Bonne nouvelle, les pages des « Pocket » ne se font plus la malle à la première lecture. Cela dit, restent la spécialité de la maison : les coquilles, et une couverture racoleuse à souhait — pourquoi se priver ? Il y donc eu des gens, dans un service marketing, pour penser qu’un lecteur potentiel d’un livre de quatre cents pages écrit par un linguiste va se dire : « Tiens, une couverture avec Hitler, ça doit être un bon bouquin. J’hésitais encore, mais je vais l’acheter ! »… Bref.

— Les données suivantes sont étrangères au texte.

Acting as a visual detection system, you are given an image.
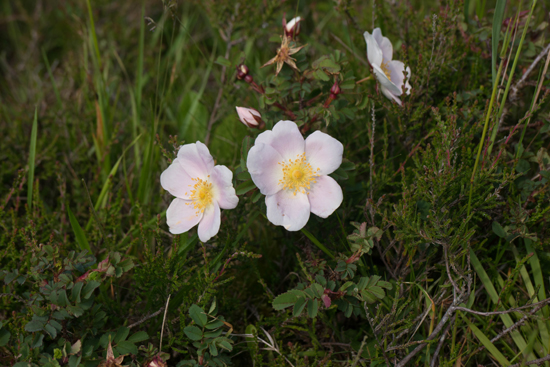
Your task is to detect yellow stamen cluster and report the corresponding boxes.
[279,153,320,195]
[185,176,213,215]
[380,61,391,80]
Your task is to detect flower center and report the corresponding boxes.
[186,176,213,215]
[279,153,320,195]
[380,61,391,81]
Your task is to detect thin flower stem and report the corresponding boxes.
[467,60,504,216]
[488,0,537,157]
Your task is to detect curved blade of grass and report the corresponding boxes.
[27,107,38,210]
[67,205,92,253]
[302,228,334,259]
[459,312,510,366]
[491,0,506,85]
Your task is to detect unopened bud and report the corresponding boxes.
[235,107,265,129]
[283,17,301,37]
[237,64,252,80]
[330,82,342,95]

À partir des notes accumulées clandestinement de 1933 à 1945, Victor Klemperer, linguiste juif vivant en Allemagne — et, à ce titre, triplement concerné — élabore une analyse critique du langage nazi. Premier bon point : la Langue du IIIe Reich ne dégage pas le parfum d’ennui qui entoure plus d’un ouvrage universitaire. D’ailleurs ce n’est pas un ouvrage universitaire, bien qu’il en ait la rigueur : aux réflexions proprement linguistiques, totalement dépourvues du jargon qui les aurait rendues inaccessibles au profane, se mêlent des récits d’épisodes qui furent pour Klemperer la vie quotidienne, toujours en lien avec la question du langage.
Second atout : les remarques sont variées mais cohérentes. Suffisamment précises pour intéresser en tant que telles, formulées avec suffisamment de hauteur pour engager le lecteur à élargir lui-même la réflexion. Quitte à être discutables, mais en tout cas « stimulantes », comme on dit dans les recensions d’articles universitaires.
Une bonne traduction, qui aidera le semi-germanophone.